We are told that this situation is an emergency and that this budget must be passed on Tuesday night in order to meet the June 30 deadline.  But the inconvenient truth is this “disaster” is one that Council has created.  They got themselves into a pickle, and now they want an easy way out.  And one of the easiest ways out, as always, is to ask taxpayers for more money.  But as the old saying goes, “poor planning on your part does not make for an emergency on my part!”

The fact is, when it was presented for first reading, the 2016 budget did not contain a tax increase.  So where did this tax increase come from?  Well, it turns out that the first reading of the budget, which gave a whopping pay raise to County Administrator Chris Eldridge, while at the same time cutting benefits for firemen, police, and other county employees, wasn’t very popular politically with most anyone except for the County Administrator.  That may not shock you.  It apparently shocked many on Council.

It turns out that more than a few county employees were upset by all this, and they let Council hear about it.  Then, and rater suddenly, Council was rather shocked (shocked!) to learn that County employees had not received a pay raise in four years.  Equally suddenly, we learned that the “public safety” of our citizens demanded a whopping 7.2 mill property tax increase in Horry County.
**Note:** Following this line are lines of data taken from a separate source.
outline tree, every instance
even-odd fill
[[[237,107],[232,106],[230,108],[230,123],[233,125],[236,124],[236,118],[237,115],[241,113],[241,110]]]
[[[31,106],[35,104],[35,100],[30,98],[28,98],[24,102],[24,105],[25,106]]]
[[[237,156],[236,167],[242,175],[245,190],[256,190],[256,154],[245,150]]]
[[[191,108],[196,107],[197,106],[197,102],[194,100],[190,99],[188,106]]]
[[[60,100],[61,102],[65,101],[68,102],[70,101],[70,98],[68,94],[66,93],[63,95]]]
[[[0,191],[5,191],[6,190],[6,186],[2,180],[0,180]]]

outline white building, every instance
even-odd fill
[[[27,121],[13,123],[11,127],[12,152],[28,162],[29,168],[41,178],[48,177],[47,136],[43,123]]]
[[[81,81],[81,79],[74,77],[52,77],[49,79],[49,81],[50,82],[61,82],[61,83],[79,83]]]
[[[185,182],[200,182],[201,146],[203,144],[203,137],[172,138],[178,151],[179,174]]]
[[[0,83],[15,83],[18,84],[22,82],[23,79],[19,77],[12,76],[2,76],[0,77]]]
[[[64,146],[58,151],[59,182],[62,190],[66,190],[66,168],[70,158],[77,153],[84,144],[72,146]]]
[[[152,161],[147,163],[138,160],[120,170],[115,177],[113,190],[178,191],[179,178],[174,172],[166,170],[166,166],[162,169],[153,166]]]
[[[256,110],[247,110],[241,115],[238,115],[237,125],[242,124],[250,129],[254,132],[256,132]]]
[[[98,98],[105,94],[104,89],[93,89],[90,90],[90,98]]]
Pay no attention to the man behind the curtain.  Just pass your wallets to the front. Thank you!

The problem with the “public safety” justification is that, of the $13 Million raised by the tax increase, only a scant $1.5 Million will actually go to fund public safety initiatives or improvements.  The proposal will not increase community policing, nor will it put a single additional officer on the streets.
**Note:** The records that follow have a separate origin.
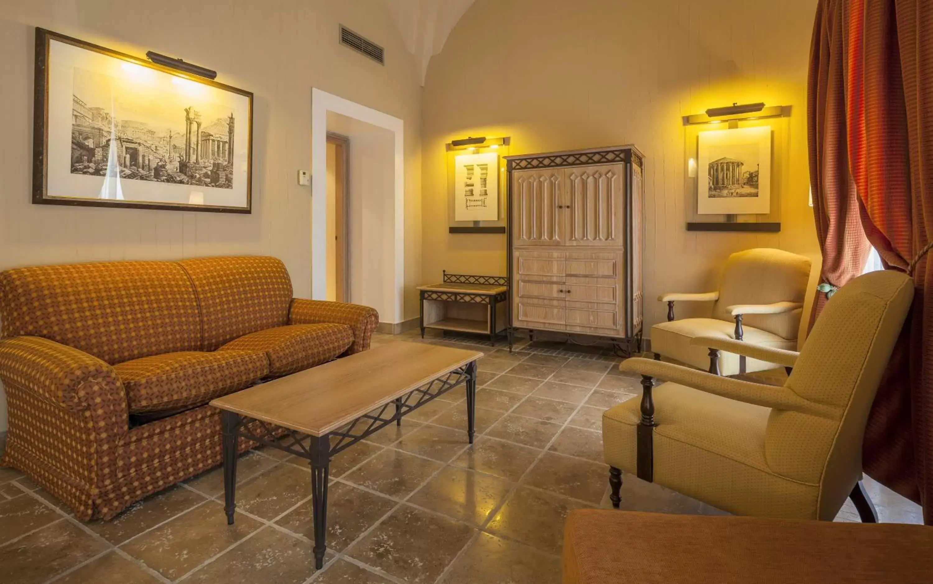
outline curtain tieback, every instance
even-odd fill
[[[826,298],[827,299],[831,299],[832,295],[835,294],[839,290],[839,286],[838,285],[832,285],[829,282],[824,282],[824,283],[820,284],[818,286],[816,286],[816,289],[818,291],[822,292],[823,294],[826,294]]]
[[[919,263],[920,260],[923,259],[923,257],[926,256],[931,248],[933,248],[933,242],[926,243],[926,245],[925,245],[924,248],[920,250],[920,253],[917,254],[913,257],[913,259],[911,260],[911,265],[907,267],[907,275],[911,276],[912,278],[913,277],[913,269],[917,267],[917,263]]]

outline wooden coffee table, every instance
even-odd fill
[[[466,390],[473,443],[479,351],[397,341],[299,371],[211,402],[223,410],[224,491],[233,523],[240,437],[311,461],[314,563],[327,549],[330,458],[454,387]],[[284,433],[284,434],[283,434]]]

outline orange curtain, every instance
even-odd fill
[[[867,237],[888,269],[910,272],[916,284],[869,418],[863,458],[870,476],[923,504],[925,521],[933,524],[933,297],[925,293],[933,285],[926,256],[933,231],[933,1],[821,1],[809,92],[817,227],[826,221],[817,199],[846,210],[854,202],[858,225],[846,215],[842,239]],[[830,118],[834,132],[819,123]],[[818,163],[830,151],[847,160],[844,192],[827,188],[842,180],[841,171]],[[837,253],[864,261],[861,243]]]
What about the claim that our county employees have not had a pay raise in four years?  I’ve heard at least one Councilman make that statement, and I disagree, since recent budgets have in fact included pay raises for County employees.  But let’s assume it true.  Even if there had been no pay raises for County employees in four years, Department of Labor data shows that real wages, on average, have actually declined for many workers in the private sector over the same period.  It has been reported that the average salary and benefits for all County employees is $57,177.  That number places county employees well ahead of the average wage earners in the private sector in Horry County.  According to Census Bureau data, 58% of Horry County families have household income of $50,000 or less.  And that is household income, not individual pay.  Two county employees married to one another and each making $57,177 would be in the top 15% of families by household income in Horry County!

Try not to focus on the numbers.  Your County Council is in a pickle, and they need your help.  You might ask why County Council isn’t making a long term commitment to smaller government and fiscal responsibility, and looking at boondoggles like the Horry County Solid Waste Authority, the elimination of which would save taxpayers millions of dollars annually, instead of asking you to write a bigger check.  But really, isn’t it easier just to grab your checkbook?

Governing with a long-term commitment to fiscal responsibility and spending your money as carefully as you would is not easy.  I am reminded of something John F. Kennedy once said, that we chose to go to the moon, and do other things, not because they were easy, but because they were hard.  Governing well is hard.  Raising taxes is easy.  Let’s demand that our County Council govern well.  Yes, it is hard, but it’s not too much to ask.

For now, the case for increasing your taxes has not been made.